The electrical resistance was 0.004 ohms per square mm. The resistance did not increase under a 18 months test period in salt, hypochlorite, dichromate and chlorate electrolyte. Concentration at times was up to 900 grams per liter as sodium chlorate. Current densities was up to 3,000 ampere per square meter and temperature up to 95° C.

The fins showed no deposit of hardness although the cathode had deposits.

By comparison, modules with a bolted joint comprising 3 mm bolts spaced 12 mm apart with 8 mm overlap showed 0.02 ohms per square mm initial electrical resistance, which increased to 5 ohms per square mm. The use of an alloyed steel cathode instead of an iron plate for the cathode showed 0.008 initial voltage and no change during the test period.

Still another test employing anodes which were surface coated with ruthenium oxide showed similar result and no increase in resistance over the 18 months test period.

Still another test was carried out in which a cell divider was carried by the joint in the manner shown in FIGS. 6 and 7. A TEFLON™ (polytetrafluoroethylene) sheeting strip, 0.4 mm thick was secured by the fins. The TEFLON strip was 13 mm wide and provided a curtain wall between adjacent modules of the same electrical potential.
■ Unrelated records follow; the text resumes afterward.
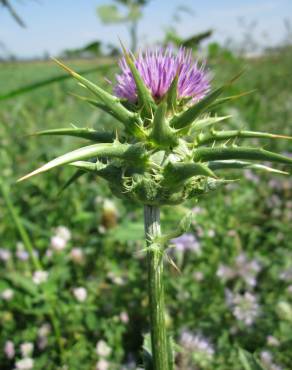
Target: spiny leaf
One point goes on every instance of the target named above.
(88, 166)
(49, 81)
(217, 153)
(225, 135)
(162, 134)
(233, 164)
(110, 101)
(221, 101)
(96, 150)
(97, 104)
(188, 116)
(145, 99)
(248, 361)
(85, 133)
(176, 173)
(71, 180)
(182, 228)
(200, 124)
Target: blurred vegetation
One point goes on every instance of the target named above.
(251, 219)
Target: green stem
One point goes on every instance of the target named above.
(156, 290)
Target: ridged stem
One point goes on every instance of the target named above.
(156, 290)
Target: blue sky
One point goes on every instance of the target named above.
(54, 25)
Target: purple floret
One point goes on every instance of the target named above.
(158, 69)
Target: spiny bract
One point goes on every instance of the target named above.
(169, 150)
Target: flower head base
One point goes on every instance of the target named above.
(158, 69)
(168, 150)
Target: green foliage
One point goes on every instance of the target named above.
(251, 218)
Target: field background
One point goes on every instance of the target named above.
(250, 217)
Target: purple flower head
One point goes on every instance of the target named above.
(158, 68)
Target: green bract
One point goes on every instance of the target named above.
(167, 152)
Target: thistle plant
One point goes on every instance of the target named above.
(169, 150)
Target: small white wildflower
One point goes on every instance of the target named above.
(243, 268)
(102, 349)
(244, 307)
(267, 360)
(98, 199)
(272, 341)
(124, 317)
(24, 364)
(9, 349)
(7, 294)
(187, 242)
(251, 176)
(26, 349)
(63, 232)
(225, 272)
(116, 279)
(58, 243)
(21, 253)
(5, 255)
(102, 364)
(196, 343)
(77, 255)
(40, 277)
(80, 294)
(286, 275)
(44, 330)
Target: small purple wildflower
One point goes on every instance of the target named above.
(158, 69)
(187, 242)
(244, 307)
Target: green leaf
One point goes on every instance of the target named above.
(110, 101)
(177, 173)
(85, 133)
(147, 353)
(182, 228)
(88, 166)
(248, 361)
(202, 123)
(221, 101)
(71, 180)
(188, 116)
(233, 164)
(49, 81)
(95, 150)
(162, 135)
(218, 153)
(226, 135)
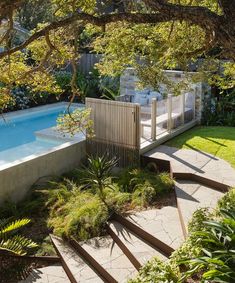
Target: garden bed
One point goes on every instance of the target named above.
(73, 205)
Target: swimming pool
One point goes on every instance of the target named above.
(17, 131)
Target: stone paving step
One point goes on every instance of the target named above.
(49, 274)
(192, 196)
(107, 253)
(79, 270)
(164, 224)
(141, 250)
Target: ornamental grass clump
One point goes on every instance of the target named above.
(10, 239)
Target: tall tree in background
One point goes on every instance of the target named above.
(160, 33)
(33, 12)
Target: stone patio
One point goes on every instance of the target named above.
(164, 224)
(197, 162)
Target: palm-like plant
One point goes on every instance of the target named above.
(217, 263)
(97, 174)
(10, 241)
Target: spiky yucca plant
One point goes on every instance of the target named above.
(97, 173)
(10, 241)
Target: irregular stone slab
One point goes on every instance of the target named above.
(197, 162)
(50, 274)
(106, 252)
(162, 223)
(80, 269)
(192, 196)
(139, 248)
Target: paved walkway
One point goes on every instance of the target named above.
(164, 223)
(192, 196)
(198, 162)
(50, 274)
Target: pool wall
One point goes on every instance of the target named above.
(17, 178)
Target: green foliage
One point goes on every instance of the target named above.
(228, 200)
(218, 141)
(191, 247)
(155, 271)
(218, 242)
(82, 215)
(12, 242)
(219, 111)
(145, 187)
(63, 79)
(97, 174)
(77, 121)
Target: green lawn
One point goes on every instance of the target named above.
(219, 141)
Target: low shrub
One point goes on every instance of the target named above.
(217, 262)
(145, 187)
(11, 241)
(155, 271)
(82, 216)
(228, 200)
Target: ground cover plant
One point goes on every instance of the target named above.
(79, 203)
(218, 141)
(207, 255)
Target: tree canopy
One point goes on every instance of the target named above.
(158, 33)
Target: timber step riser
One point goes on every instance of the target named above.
(155, 242)
(107, 277)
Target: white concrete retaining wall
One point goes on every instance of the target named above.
(17, 178)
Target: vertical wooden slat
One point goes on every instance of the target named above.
(116, 128)
(182, 107)
(153, 119)
(169, 109)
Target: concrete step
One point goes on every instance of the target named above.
(163, 224)
(108, 254)
(77, 269)
(50, 274)
(192, 196)
(139, 249)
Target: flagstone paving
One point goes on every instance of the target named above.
(197, 162)
(192, 196)
(50, 274)
(162, 223)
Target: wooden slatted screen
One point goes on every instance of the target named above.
(116, 128)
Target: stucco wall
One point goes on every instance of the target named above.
(16, 179)
(129, 84)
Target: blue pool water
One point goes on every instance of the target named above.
(17, 134)
(19, 131)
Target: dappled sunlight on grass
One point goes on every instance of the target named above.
(218, 141)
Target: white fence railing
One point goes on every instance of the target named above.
(164, 116)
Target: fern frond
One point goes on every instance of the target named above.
(17, 245)
(13, 226)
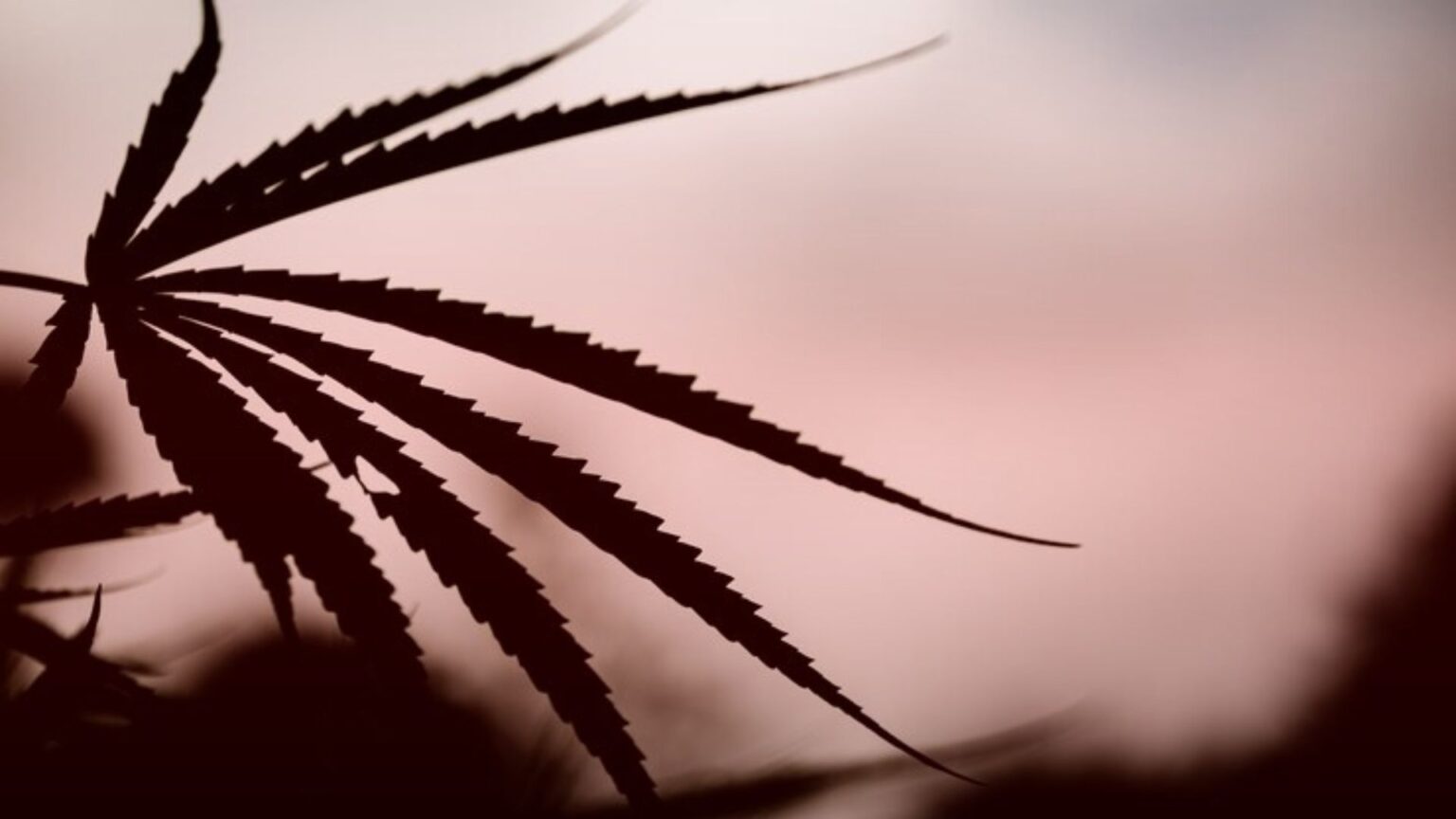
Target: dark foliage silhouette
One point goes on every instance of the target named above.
(173, 350)
(293, 724)
(1377, 742)
(46, 452)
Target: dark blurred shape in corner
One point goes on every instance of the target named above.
(1383, 739)
(43, 461)
(299, 729)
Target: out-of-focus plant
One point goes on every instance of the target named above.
(173, 350)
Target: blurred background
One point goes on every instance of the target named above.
(1165, 277)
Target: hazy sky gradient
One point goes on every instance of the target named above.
(1173, 279)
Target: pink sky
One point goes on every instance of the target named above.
(1179, 293)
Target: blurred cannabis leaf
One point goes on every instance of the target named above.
(173, 350)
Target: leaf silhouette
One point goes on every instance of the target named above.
(173, 229)
(150, 162)
(65, 656)
(169, 352)
(27, 596)
(578, 499)
(464, 553)
(236, 468)
(94, 520)
(382, 165)
(570, 357)
(59, 357)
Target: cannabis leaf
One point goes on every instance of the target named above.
(173, 350)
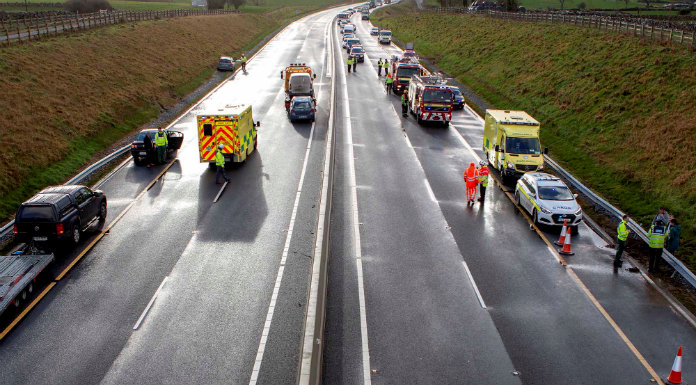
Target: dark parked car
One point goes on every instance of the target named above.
(226, 64)
(144, 151)
(301, 107)
(59, 214)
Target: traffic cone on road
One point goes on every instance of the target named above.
(561, 240)
(675, 374)
(566, 244)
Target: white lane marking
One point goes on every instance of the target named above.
(220, 192)
(465, 143)
(430, 190)
(279, 277)
(149, 304)
(367, 379)
(473, 284)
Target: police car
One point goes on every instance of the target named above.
(547, 199)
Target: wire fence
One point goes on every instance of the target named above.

There was no apparent effect on performance of the joint, but the electrical current leakage was reduced to approximately 0.5% of total current applied.

Still another test employing sea water as electrolyte and temperatures as low as 12° C. showed no increase in electrical resistance over a two month test period.

Thus it is seen that the present invention provides a module with unitize anode and cathode plates by means of a mechanical compression joint which provides low electrical resistance, and structural rigidity as well as a means to support cell dividing curtains or profiles for separating modules when provided as an assembly in an electrolyzer.

The press contact of the fins in the slots lowers the electrical resistance and protect the surfaces from coatings and or hardness deposits. The surface contacts between the anode and cathode appears to provide direct transmission of electric current and does not act as electrodes at the joint.

The main objective which has been achieved is to integrate the dissimilar metal plates and achieve long term low electrical resistance at the joint.

The press/mechanical fit of the 90° twisted fins of the anode/cathode at the joint enables the anode to be provided in any desired thickness, since the width of the fins can be selected to be the same as the thickness of the cathode.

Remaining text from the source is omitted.